Sure, I agree with you there. A tiger definitely can inflict more damage. But we also see thousand of serious dog bite injuries, or horse injuries or whatever each year.
I think rather than banning, if the government *has* to get involved, I'd rather fall under a licensing system.
I'd prefer not to have the government poking themselves into every single aspect of my life, but if they have to, I'd rather it be in a way that I first show I'm responsible, and deserve the privilege, than have them dismiss exotic owners out of hand, call us all bad, and ban our pets.
As for leashed animals, I'd much rather see an aggressive breed kept in a properly enclosed yard than on a fixed-point leash. A dog in an enclosed yard may advance or retreat, and go through their normal routine when dealing with a perceived threat. A dog leashed to a tree, especially on a short leash, will become much more defense because of their exposure.
I can't remember who said it, but a few years ago, I recall seeing a conversation with a dog handler / animal control person who said that they'd rather deal with a loose animal over a chained one any day, because the loose one will probably run, but if you step into the leash area, you're now in the last area of safety that animal has, and it makes them that much more dangerous.
I've got a problem with pit bull owners. Not the dogs themselves. The court case we're involved in is a result of a poor owner that didn't supervise his dog, gave it beer, let it run loose in a yard with an open gate, and would get it worked up hanging from tires and then just leave without giving the dog a cooling down period. That's definitely not a shining example.
But even some "good" PB owners, don't exercise the diligence they should. ANY dog is capable of biting, and any cat is capable of scratching. The damage such breeds can do should be taken into account. If a breed has a stronger fight reflex, than flight reflex, they should never leave the animal alone with the others, and be extra alert when supervising.
A lot of us have gotten nipped, but when the nip comes from an animal with 1800 lbs per square inch of bite, the results can be serious, even if the intent isn't there.

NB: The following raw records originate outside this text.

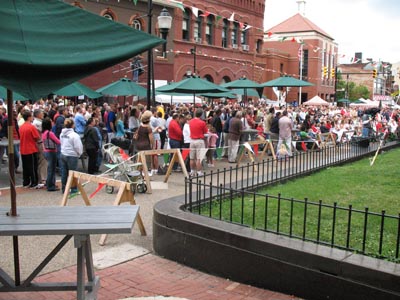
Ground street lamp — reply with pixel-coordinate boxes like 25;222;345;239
157;7;172;57
147;0;172;110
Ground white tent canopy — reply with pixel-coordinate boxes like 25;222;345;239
156;94;202;104
304;96;329;106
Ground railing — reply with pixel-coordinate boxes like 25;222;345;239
185;143;400;261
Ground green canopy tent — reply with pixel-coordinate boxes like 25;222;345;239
54;82;102;99
156;76;229;106
0;0;165;285
221;77;264;101
0;0;165;99
96;78;147;103
0;86;28;101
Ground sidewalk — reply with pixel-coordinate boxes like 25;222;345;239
0;254;296;300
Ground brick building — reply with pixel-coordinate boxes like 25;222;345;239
264;13;338;102
66;0;266;101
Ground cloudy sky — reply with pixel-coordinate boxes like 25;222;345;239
264;0;400;63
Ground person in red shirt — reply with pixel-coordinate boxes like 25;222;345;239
189;108;208;176
168;113;186;171
19;111;40;189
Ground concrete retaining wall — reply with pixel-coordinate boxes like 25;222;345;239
153;196;400;300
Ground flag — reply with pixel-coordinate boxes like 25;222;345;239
200;11;211;18
243;24;253;31
297;46;303;61
192;6;199;18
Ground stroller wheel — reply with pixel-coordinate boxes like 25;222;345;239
106;185;114;194
136;183;147;194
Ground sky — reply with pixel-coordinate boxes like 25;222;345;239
264;0;400;64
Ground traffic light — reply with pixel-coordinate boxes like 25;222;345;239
322;67;328;77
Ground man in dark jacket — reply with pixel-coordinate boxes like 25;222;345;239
83;118;99;174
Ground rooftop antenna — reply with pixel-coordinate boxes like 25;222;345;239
296;0;306;17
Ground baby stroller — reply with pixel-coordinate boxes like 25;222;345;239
103;144;147;194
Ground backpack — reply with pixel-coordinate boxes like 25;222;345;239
43;131;57;150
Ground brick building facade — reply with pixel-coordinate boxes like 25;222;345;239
264;13;338;102
71;0;266;99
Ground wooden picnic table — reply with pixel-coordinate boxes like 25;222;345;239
0;205;139;300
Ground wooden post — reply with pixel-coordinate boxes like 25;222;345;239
61;171;147;246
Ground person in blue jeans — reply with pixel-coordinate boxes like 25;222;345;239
42;118;60;192
60;119;83;194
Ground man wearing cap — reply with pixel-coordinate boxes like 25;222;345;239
32;109;47;188
19;111;40;189
189;108;208;176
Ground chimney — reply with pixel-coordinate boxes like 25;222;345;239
296;0;306;17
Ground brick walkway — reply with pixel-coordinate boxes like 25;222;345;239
0;254;296;300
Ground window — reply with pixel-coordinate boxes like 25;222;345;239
182;9;190;41
206;15;214;45
193;11;203;41
130;19;142;30
231;22;239;48
240;24;248;45
103;13;114;21
221;19;229;48
299;50;308;80
256;40;262;53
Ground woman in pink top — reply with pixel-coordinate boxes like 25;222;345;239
42;118;60;192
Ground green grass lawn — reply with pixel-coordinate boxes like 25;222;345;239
201;150;400;261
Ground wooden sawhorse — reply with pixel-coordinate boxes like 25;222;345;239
138;149;189;194
61;171;147;246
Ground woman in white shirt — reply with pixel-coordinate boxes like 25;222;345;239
60;119;83;193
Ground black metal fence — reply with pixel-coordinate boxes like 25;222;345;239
185;143;400;261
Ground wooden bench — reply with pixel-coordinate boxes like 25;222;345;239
0;205;139;300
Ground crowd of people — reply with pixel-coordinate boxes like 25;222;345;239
0;98;399;192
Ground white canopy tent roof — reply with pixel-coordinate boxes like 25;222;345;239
304;96;329;106
156;94;202;104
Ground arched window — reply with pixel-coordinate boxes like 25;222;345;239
182;9;190;41
221;76;232;84
204;74;214;82
240;24;248;45
130;19;142;30
103;13;114;21
221;19;229;48
206;15;214;45
231;22;239;48
193;11;203;43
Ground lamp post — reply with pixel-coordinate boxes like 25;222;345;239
157;7;172;57
147;0;154;110
190;45;197;74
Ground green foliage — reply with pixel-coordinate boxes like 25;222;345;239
200;150;400;261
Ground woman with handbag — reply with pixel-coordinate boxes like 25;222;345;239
42;118;60;192
84;118;100;174
134;110;154;176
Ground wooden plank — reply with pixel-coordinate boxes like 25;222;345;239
0;205;139;235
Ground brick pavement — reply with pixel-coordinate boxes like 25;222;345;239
0;254;296;300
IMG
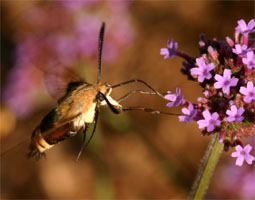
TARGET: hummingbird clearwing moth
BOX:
[22,23,175,160]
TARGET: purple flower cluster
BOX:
[160,19,255,165]
[3,0,134,117]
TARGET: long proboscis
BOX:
[97,22,105,83]
[121,107,181,116]
[112,79,164,98]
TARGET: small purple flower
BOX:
[231,144,255,166]
[226,105,244,122]
[179,103,197,123]
[239,81,255,103]
[160,39,178,59]
[190,57,215,83]
[236,19,255,34]
[197,110,220,132]
[214,69,238,95]
[242,51,255,69]
[232,44,248,56]
[165,88,183,108]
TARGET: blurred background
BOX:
[0,0,255,199]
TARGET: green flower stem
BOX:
[189,133,223,199]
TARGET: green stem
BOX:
[189,133,223,199]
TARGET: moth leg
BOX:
[76,123,88,162]
[121,107,181,116]
[112,79,164,97]
[97,92,120,114]
[76,95,100,162]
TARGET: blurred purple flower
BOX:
[231,144,255,166]
[232,44,248,56]
[160,39,178,59]
[197,110,221,132]
[242,51,255,69]
[3,0,134,117]
[179,103,197,123]
[165,88,183,108]
[236,19,255,34]
[241,172,255,199]
[226,37,235,47]
[226,105,245,122]
[190,57,215,83]
[239,81,255,103]
[214,69,238,95]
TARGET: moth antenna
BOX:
[117,90,157,103]
[97,22,105,83]
[84,103,100,147]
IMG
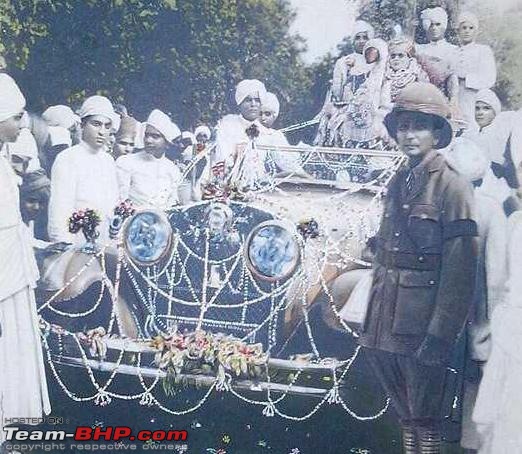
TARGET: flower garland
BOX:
[297,218,320,240]
[69,208,101,237]
[149,330,268,377]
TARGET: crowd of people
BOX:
[0,3,522,454]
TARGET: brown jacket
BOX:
[359,151,477,362]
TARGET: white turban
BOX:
[261,92,280,117]
[446,137,489,182]
[421,6,448,30]
[352,20,375,39]
[42,105,80,129]
[147,109,181,143]
[236,79,266,106]
[457,11,479,29]
[194,125,212,139]
[181,131,196,144]
[475,88,502,115]
[78,95,120,128]
[49,126,72,147]
[0,74,25,121]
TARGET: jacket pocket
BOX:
[392,270,438,335]
[408,204,442,254]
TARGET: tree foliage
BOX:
[0,0,310,126]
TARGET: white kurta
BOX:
[457,43,497,129]
[331,52,372,101]
[48,142,120,243]
[2,128,41,173]
[116,151,181,210]
[465,112,522,203]
[461,191,508,449]
[415,40,458,98]
[473,211,522,454]
[0,157,51,442]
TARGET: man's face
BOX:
[143,125,169,158]
[114,136,134,156]
[427,20,446,41]
[353,32,370,54]
[239,95,261,121]
[364,47,379,63]
[459,22,478,44]
[20,196,43,222]
[390,48,410,71]
[259,108,277,128]
[0,111,24,142]
[82,115,112,149]
[397,112,438,158]
[475,101,497,128]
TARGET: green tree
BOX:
[0,0,312,127]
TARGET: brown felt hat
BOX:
[384,82,453,149]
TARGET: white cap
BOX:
[235,79,266,106]
[147,109,181,143]
[352,20,375,39]
[78,95,120,127]
[194,125,212,139]
[261,92,280,117]
[421,6,448,30]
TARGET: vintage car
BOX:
[38,146,401,420]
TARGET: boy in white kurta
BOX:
[0,74,51,443]
[258,93,309,177]
[415,7,458,108]
[116,109,181,210]
[440,138,508,450]
[465,89,522,208]
[457,12,497,129]
[48,96,120,243]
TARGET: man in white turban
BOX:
[331,20,375,102]
[416,7,458,106]
[457,12,497,129]
[116,109,181,210]
[446,137,508,450]
[210,79,266,184]
[0,74,51,444]
[257,92,309,177]
[48,96,119,243]
[466,89,522,212]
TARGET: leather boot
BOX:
[402,427,419,454]
[419,429,442,454]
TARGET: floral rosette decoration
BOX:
[109,199,136,239]
[150,330,268,384]
[297,218,319,240]
[114,199,136,219]
[69,209,101,253]
[245,123,259,140]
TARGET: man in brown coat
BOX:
[359,82,477,454]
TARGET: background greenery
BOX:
[0,0,522,132]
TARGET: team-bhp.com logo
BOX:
[4,426,188,442]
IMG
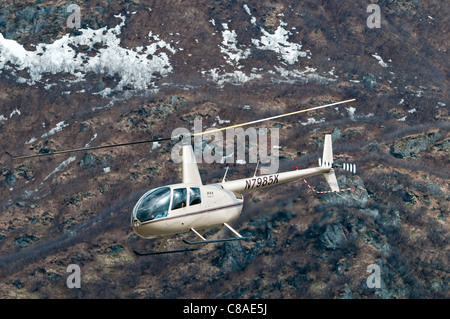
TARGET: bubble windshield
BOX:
[133,187,171,222]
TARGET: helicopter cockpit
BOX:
[131,186,201,222]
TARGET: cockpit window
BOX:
[136,187,170,222]
[189,187,202,205]
[172,188,187,210]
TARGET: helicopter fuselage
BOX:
[131,183,244,238]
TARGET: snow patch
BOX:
[252,21,307,64]
[372,53,388,68]
[0,14,177,96]
[42,156,76,182]
[300,117,325,126]
[41,121,69,137]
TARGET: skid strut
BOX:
[133,236,198,256]
[183,223,250,245]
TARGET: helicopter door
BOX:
[189,187,202,206]
[172,188,187,211]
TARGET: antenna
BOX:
[253,161,259,177]
[222,166,230,183]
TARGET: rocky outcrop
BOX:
[391,133,441,158]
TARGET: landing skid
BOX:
[183,237,250,245]
[183,223,250,245]
[133,248,198,256]
[133,223,251,256]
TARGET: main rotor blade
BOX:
[6,99,356,160]
[193,99,356,136]
[8,138,172,160]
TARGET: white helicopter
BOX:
[12,99,356,256]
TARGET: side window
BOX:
[172,188,187,210]
[189,187,202,205]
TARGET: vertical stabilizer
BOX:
[321,134,339,191]
[183,143,202,185]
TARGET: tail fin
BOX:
[319,134,339,191]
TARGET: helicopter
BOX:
[8,99,356,256]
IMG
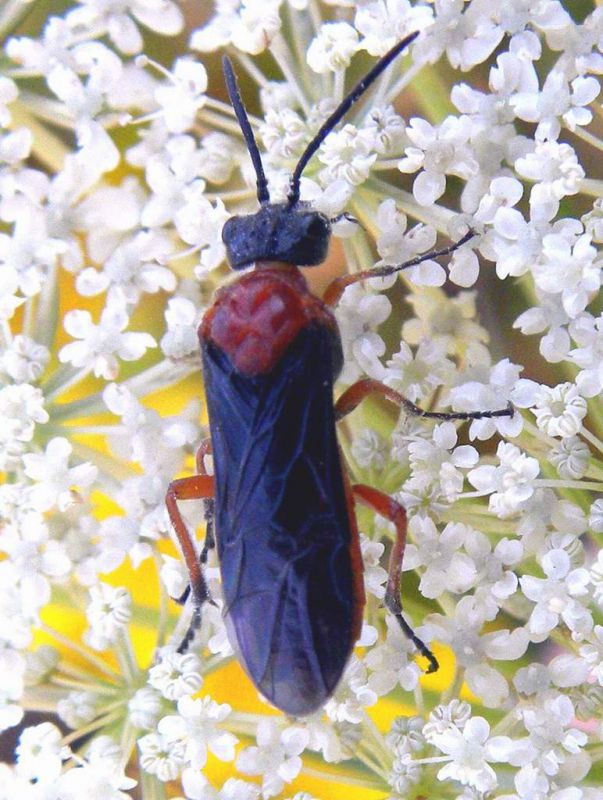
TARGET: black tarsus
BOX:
[222,56,270,205]
[287,31,419,206]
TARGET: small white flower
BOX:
[352,428,387,471]
[398,116,479,206]
[149,650,203,700]
[0,334,50,383]
[354,0,433,56]
[66,0,184,54]
[155,58,207,133]
[57,692,100,729]
[519,549,592,642]
[382,341,454,403]
[360,534,387,600]
[318,122,377,186]
[59,296,156,380]
[0,383,50,470]
[306,22,358,72]
[547,436,590,480]
[15,722,69,783]
[237,718,309,798]
[159,297,199,360]
[336,283,392,383]
[157,695,237,769]
[467,442,540,516]
[58,736,137,800]
[588,500,603,533]
[404,517,477,598]
[23,436,98,511]
[533,383,587,438]
[128,686,161,730]
[429,717,498,792]
[190,0,281,55]
[138,733,186,783]
[86,583,132,649]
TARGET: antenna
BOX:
[222,56,270,205]
[288,31,419,206]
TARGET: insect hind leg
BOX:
[352,484,439,673]
[165,475,214,653]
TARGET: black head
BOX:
[222,203,331,269]
[222,33,419,269]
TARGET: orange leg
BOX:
[322,231,475,306]
[352,484,439,672]
[195,436,216,564]
[165,475,214,653]
[335,378,515,420]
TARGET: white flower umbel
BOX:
[0,0,603,800]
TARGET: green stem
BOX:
[38,622,121,683]
[301,766,389,792]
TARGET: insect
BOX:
[166,34,513,716]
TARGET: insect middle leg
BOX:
[352,483,439,672]
[335,378,515,420]
[165,475,214,653]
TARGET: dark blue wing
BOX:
[203,325,362,714]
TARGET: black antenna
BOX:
[287,31,419,206]
[222,56,270,205]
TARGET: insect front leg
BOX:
[335,378,515,420]
[195,436,216,564]
[165,475,214,653]
[322,231,475,306]
[352,484,439,673]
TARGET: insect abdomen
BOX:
[203,317,364,715]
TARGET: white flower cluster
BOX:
[0,0,603,800]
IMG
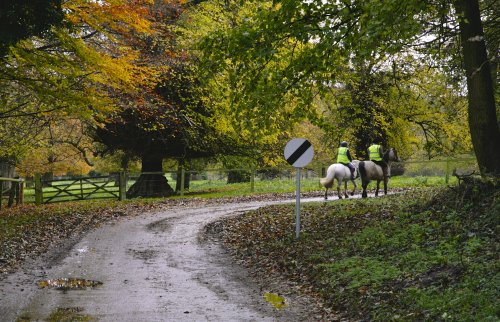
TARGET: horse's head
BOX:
[384,148,400,162]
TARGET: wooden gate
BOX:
[35,174,125,204]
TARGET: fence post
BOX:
[118,171,127,201]
[35,173,43,205]
[444,157,450,184]
[17,180,24,205]
[180,164,186,197]
[250,167,255,192]
[318,164,323,189]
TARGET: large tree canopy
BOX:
[191,0,500,174]
[0,0,64,58]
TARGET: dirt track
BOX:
[0,198,338,321]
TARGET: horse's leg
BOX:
[375,180,380,197]
[351,180,356,196]
[361,180,368,198]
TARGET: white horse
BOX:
[319,160,359,200]
[359,148,399,198]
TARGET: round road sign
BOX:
[285,138,314,168]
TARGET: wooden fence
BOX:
[0,178,24,209]
[35,172,126,205]
[0,158,477,207]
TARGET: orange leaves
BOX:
[64,0,153,33]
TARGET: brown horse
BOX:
[359,148,399,198]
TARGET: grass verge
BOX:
[217,185,500,321]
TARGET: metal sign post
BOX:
[295,168,301,239]
[285,138,314,239]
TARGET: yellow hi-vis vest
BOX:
[368,144,382,161]
[337,146,350,163]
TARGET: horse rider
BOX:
[337,141,354,180]
[368,142,388,178]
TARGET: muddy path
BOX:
[0,198,336,321]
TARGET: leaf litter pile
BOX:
[207,184,500,321]
[0,185,500,321]
[0,194,312,279]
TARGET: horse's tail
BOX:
[359,161,366,180]
[319,168,335,189]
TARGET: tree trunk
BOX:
[175,162,191,192]
[455,0,500,176]
[0,159,16,190]
[127,155,174,198]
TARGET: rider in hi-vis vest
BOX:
[368,143,387,177]
[337,141,354,180]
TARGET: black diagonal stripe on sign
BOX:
[286,140,311,165]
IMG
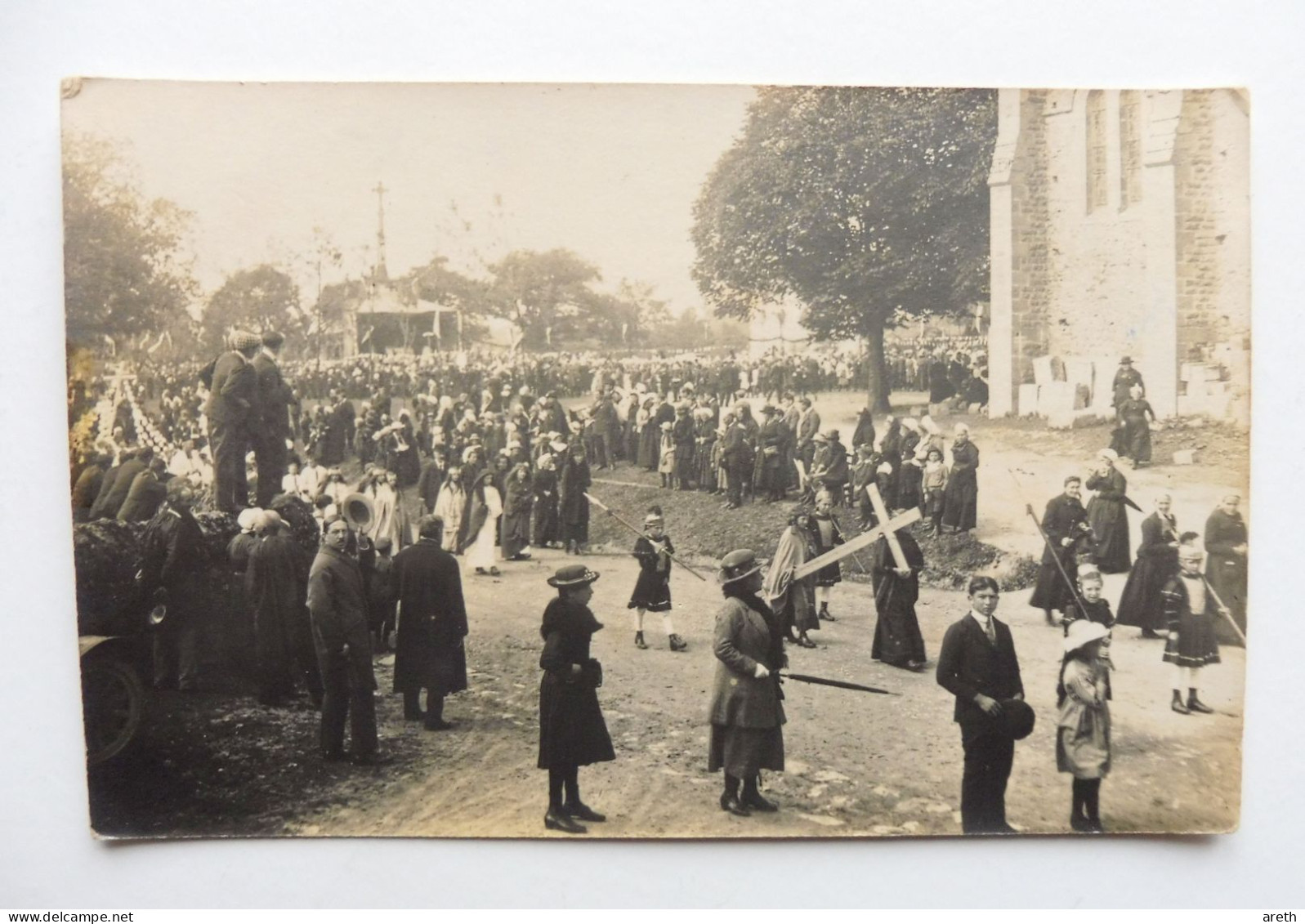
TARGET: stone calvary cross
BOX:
[793,484,920,581]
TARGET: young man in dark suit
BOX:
[937,575,1025,834]
[251,330,297,507]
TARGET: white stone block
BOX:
[1065,356,1093,387]
[1015,385,1039,417]
[1038,382,1074,417]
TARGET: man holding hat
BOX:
[391,517,467,731]
[245,511,322,706]
[937,575,1032,834]
[308,517,380,764]
[203,330,261,513]
[141,478,208,690]
[708,548,785,817]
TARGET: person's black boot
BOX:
[721,774,752,819]
[1187,686,1215,715]
[739,776,779,812]
[544,806,588,834]
[426,693,453,731]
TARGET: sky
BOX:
[63,79,754,313]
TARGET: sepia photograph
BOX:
[66,77,1258,841]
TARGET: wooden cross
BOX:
[793,484,920,581]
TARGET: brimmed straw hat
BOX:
[548,565,599,587]
[717,548,761,583]
[1065,618,1111,654]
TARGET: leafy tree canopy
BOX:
[63,135,197,347]
[693,87,997,408]
[203,264,306,351]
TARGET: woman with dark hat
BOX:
[708,550,784,815]
[538,564,616,834]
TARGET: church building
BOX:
[988,90,1250,423]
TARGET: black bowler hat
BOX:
[997,699,1036,741]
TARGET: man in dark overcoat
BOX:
[245,511,322,706]
[141,478,208,690]
[308,516,380,764]
[1028,475,1093,624]
[90,446,154,520]
[937,577,1025,834]
[391,517,467,731]
[253,330,297,509]
[203,332,261,513]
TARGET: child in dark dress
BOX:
[627,507,689,651]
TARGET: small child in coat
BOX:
[1056,618,1111,834]
[656,423,675,488]
[920,448,947,537]
[627,507,689,651]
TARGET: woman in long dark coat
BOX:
[538,564,616,834]
[1087,449,1133,574]
[636,398,662,471]
[942,424,979,533]
[1119,494,1178,638]
[1028,475,1089,624]
[557,446,591,555]
[1206,493,1246,632]
[761,511,820,649]
[530,454,561,548]
[498,462,531,561]
[695,407,719,493]
[391,517,467,731]
[708,550,785,815]
[870,530,927,671]
[1117,385,1155,466]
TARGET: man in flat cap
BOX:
[252,330,297,509]
[203,330,261,513]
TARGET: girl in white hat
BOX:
[1056,618,1111,834]
[627,507,689,651]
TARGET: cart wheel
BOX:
[83,655,145,767]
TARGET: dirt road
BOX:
[286,552,1245,838]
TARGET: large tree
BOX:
[203,264,306,350]
[63,135,196,347]
[693,87,997,411]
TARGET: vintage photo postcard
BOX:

I dealt with our landlord's dog issue sternly enough. When my fiance ruptured a disk in her back going over the fence to get away from the dog, who was running loose in the area we needed to go through to get to our apartment, I told them that if I found him running loose in that area again I would take my shovel and kill him, since Animal Control wouldn't come.
The dog wasn't in any real danger from me, because he's generally a good dog, just very flighty with an aggressive response. But you want to bet they stopped letting him run loose unattended immediately after that.
The son moved elsewhere and took him with him. I hope no one is seriously injured because of their poor animal care.